Inflectra met the FDA’s “very similar” criteria to be approved as a biosimilar by showing it has no clinically meaningful differences in terms of safety and effectiveness from Remicade, the agency said. According to FDA regulations, biosimilar products can have only minor differences in clinically inactive components and must have the same mechanism(s) of action (to the extent that it is known) and route(s) of administration, dosage form(s), and strength(s) as the reference product and can be approved only for the indication(s) and condition(s) of use that have been approved for the reference product.

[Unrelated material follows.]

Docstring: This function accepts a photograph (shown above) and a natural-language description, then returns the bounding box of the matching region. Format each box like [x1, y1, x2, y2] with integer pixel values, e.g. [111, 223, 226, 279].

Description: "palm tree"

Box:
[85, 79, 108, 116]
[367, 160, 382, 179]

However, it may not hold true that Inflectra will have the same efficacy and safety for all indications that Remicade had due to potential differences in the mechanism of action through which Remicade exerts its effect across indications, which in this case may apply to the indications for Crohn’s disease and ulcerative colitis.

Health Canada chose not to extrapolate the indications for Inflectra (known as Remsima in Canada) to Crohn’s disease and ulcerative colitis because of “observed differences in the level of afucosylation, Fc-gammaRIIIa receptor binding, and some in vitro antibody-dependent cell-mediated cytotoxicity (ADCC) assays” that could not rule out the possibility that Inflectra and Remicade differ in their ability to induce ADCC. Unlike the other indications for Remicade, Health Canada said “ADCC cannot be ruled out as a mechanism of action in the inflammatory bowel diseases. This position is supported by the observation that certolizumab pegol, another anti-TNF [anti–tumor necrosis factor] that lacks the ability to induce ADCC, displays only marginal efficacy in Crohn’s patients, compared with other anti-TNFs, namely infliximab.”

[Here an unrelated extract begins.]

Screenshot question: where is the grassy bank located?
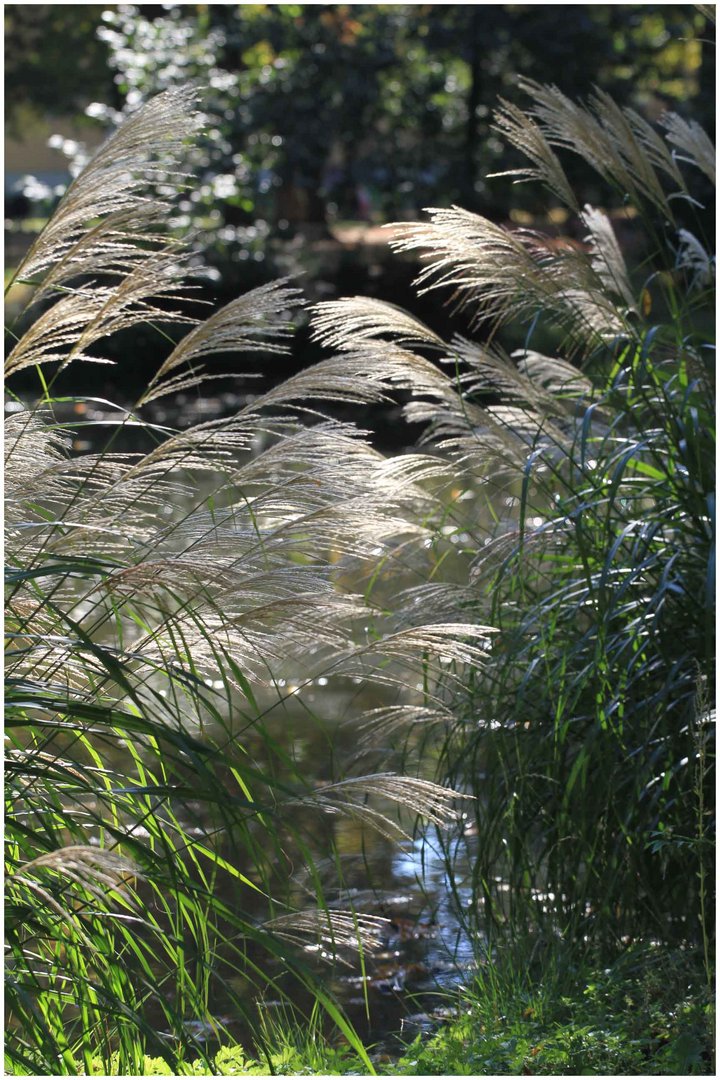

Other organizations suggest that extrapolation of indications is only appropriate when it is benefiting the patient to the greatest extent possible.

Stephen Marmaras

Stephen Marmaras

“GHLF is okay with extrapolation of indication unless the mechanism of action for the therapy is either scientifically or therapeutically outdated,” Stephen Marmaras, state and national advocacy manager for the GHLF, said in an interview. “Patients are okay with extrapolating data in order to expedite the approval process as long as you are extrapolating to best in class therapy for a particular indication. What [the GHLF is] saying is we want biosimilars to be an improvement on what we have, not the lowest common denominator. We shouldn’t be extrapolating indications data from products that aren’t considered to be the best product for that indication.”